Location Term Level Credits (ECTS) Current Convenor 2017-18 2018-19
Canterbury
(version 2)
Autumn
View Timetable
6 15 (7.5) DR O Nizalova

Pre-requisites

EC500 Microeconomics, EC502 Macroeconomics, EC580 Introduction to Econometrics, EC581 Introduction to Time Series Econometrics,

Restrictions

60% threshold in EC580 and EC581

2017-18

Overview

This is a 15-credit module in applied econometrics using Stata (the most popular general-purpose statistical software package used by empirical economists), for students who have followed Stage 1 modules in mathematics and statistics and who have taken the Stage 2 module in econometrics (EC580 and EC581) or equivalent. What distinguishes this module is the adoption of the modern learning-by-doing approach to teaching econometrics, which emphasises the application of econometrics to real world problems. The focus is on understanding the theoretical aspects that are critical in applied work and the ability to correctly interpret empirical results.

Details

This module appears in:


Contact hours

20 lectures
4 seminars
5 terminal classes

Method of assessment

20% In Course Test ( 2 x 10%)
80% Examination (2 hours)

Preliminary reading

C F Baum, Introduction to Modern Econometrics Using STATA, STATA Press, 2006
J M Wooldridge, Introductory Econometrics – A Modern Approach (5th ed), South-Western, 2013 (International Student Edition)

See the library reading list for this module (Canterbury)

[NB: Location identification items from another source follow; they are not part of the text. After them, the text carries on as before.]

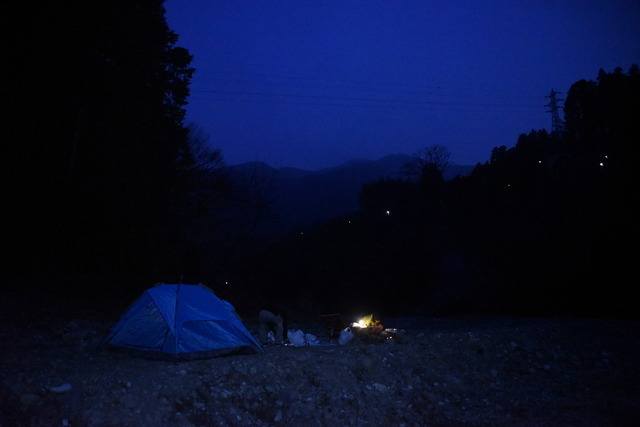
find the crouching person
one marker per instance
(270, 320)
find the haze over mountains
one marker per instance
(295, 198)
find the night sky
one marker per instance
(312, 84)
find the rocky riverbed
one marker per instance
(471, 371)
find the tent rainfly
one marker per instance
(182, 321)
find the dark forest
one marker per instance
(106, 191)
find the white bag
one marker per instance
(296, 338)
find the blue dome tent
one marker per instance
(182, 321)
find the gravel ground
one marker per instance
(472, 371)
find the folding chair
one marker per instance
(333, 324)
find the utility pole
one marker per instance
(556, 123)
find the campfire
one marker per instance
(370, 329)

See the library reading list for this module (Medway)

Learning outcomes

By the end of the module you should be competent in the application of the mathematical and statistical tools used in econometrics and be able to:
• handle real data with confidence
• apply econometric methods of analysis to new circumstances
• understand the conditions under which particular estimators are appropriate
• apply the theoretical methods to numerical data
• write and present technical material lucidly.
You should understand the basic theory of the ordinary least squares (OLS), generalised least squares (GLS) and instrumental variable (IV) estimators and panel data models. You should be able to apply appropriate estimators to the type of numerical data given in seminar exercises and computing classes. You should also be able to interpret empirical results in applied economics literature.